Ich habe den TermMax-Official-Post zum TGE am 25. August gesehen. Mein erster Reflex war nicht, die Rendite auszurechnen, sondern ich habe mir das Whitepaper wieder geschnappt und alles noch einmal überprüft. Ganz ehrlich: Nach einem halben Jahr XP, AP und MP gesammelt zu haben – zwischendurch war ich sogar so beschäftigt, dass ich fast nicht mehr rechtzeitig signen konnte – und dann zu sehen, wie andere ihre Scores posten, ohne dass man nervös wird, ist gelogen. Aber ich hatte noch mehr Angst, dass das Team kurz vor Schluss wieder irgendwelche Spielchen macht.

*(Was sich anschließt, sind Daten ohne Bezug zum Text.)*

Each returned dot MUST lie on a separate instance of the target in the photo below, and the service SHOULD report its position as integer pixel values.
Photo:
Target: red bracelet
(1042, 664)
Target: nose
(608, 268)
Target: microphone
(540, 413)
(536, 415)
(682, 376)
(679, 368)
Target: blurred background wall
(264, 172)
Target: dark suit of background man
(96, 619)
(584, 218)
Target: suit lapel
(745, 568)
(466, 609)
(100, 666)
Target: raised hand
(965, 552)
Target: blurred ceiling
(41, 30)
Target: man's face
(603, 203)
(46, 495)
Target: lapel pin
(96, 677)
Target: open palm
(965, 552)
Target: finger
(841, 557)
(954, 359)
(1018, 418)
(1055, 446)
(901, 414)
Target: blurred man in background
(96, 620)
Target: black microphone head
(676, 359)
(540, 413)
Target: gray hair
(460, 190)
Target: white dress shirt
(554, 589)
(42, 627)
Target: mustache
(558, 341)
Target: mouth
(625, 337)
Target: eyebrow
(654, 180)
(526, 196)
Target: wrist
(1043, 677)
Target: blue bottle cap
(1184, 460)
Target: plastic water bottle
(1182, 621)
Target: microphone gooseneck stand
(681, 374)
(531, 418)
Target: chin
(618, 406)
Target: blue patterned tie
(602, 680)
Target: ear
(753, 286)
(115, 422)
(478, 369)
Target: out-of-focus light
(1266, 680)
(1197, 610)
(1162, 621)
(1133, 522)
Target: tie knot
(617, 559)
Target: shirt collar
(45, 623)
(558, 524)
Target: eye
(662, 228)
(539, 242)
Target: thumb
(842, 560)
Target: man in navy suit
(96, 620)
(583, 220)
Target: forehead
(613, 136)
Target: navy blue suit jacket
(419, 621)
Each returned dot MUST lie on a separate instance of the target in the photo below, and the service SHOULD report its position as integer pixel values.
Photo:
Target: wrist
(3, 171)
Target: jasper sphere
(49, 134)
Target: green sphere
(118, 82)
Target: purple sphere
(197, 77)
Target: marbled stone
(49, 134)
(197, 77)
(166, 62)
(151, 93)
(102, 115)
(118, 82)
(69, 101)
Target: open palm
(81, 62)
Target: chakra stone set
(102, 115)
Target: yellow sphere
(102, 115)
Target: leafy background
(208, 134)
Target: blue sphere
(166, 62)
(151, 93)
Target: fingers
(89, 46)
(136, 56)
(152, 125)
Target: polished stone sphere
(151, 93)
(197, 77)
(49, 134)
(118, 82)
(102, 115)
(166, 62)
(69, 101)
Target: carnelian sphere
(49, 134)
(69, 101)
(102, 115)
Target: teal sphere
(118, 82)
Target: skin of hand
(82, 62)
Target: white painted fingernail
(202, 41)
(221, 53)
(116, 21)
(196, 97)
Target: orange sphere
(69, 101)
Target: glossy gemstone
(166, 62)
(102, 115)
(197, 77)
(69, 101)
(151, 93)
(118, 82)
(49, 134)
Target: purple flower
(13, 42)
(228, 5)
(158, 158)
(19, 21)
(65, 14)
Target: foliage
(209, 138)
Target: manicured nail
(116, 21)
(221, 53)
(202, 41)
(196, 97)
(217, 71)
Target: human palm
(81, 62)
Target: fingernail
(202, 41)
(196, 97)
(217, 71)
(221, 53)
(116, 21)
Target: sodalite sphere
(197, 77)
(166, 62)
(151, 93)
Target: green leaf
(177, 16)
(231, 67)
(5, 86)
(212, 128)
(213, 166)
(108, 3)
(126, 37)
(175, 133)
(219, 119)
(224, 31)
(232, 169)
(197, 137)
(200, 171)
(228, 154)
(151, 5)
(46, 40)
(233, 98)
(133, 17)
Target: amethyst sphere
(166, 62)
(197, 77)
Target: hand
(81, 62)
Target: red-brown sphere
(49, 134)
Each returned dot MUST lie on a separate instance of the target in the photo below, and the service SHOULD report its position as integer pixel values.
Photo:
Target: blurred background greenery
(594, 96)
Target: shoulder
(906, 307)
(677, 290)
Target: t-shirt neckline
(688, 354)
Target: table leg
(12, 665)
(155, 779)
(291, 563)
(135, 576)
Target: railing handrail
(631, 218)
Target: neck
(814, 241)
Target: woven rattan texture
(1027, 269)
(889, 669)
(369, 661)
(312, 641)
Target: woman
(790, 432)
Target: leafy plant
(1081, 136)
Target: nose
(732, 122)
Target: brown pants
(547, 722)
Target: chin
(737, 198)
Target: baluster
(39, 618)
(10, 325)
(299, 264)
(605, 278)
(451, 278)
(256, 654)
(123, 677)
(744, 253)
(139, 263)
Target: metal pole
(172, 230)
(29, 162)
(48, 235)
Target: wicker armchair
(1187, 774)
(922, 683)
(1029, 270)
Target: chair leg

Gesamtmenge: 1 Milliarde Coins, fix auf 10^9 festgelegt, keine Inflation. Die Community bekommt 15%, Team und Investoren sind für 12 Monate gesperrt, bevor es entsperrt wird, und am TGE-Tag liegt die anfängliche zirkulierende Menge bei ungefähr 20%. Diese Zahlen habe ich mir mehrmals hin und her angeschaut, bis ich dachte, okay – da kann man zumindest ein bisschen durchatmen.

Die Umlaufmenge ist nicht klein bis ins Lächerliche, und das Team hat sich auch nicht dieses typische Hintertür-„Wir lockern schon gleich bei Launch“-Manöver offengehalten. Zumindest sieht es so aus, als wollten sie die Governance und das Ökosystem danach wirklich tragen – nicht einfach nur eine kurze Strecke, bei der Retail am Ende den Abzug bezahlt. Ich habe schon zu viele Projekte gesehen, die zwar „Locking“ versprechen, aber im Vertrag eine ganze Reihe Hintertüren haben. Darum schaue ich jetzt zuerst: Ist das Locking wirklich schwarz auf weiß festgehalten? Genau das ist das Wichtigste für mich.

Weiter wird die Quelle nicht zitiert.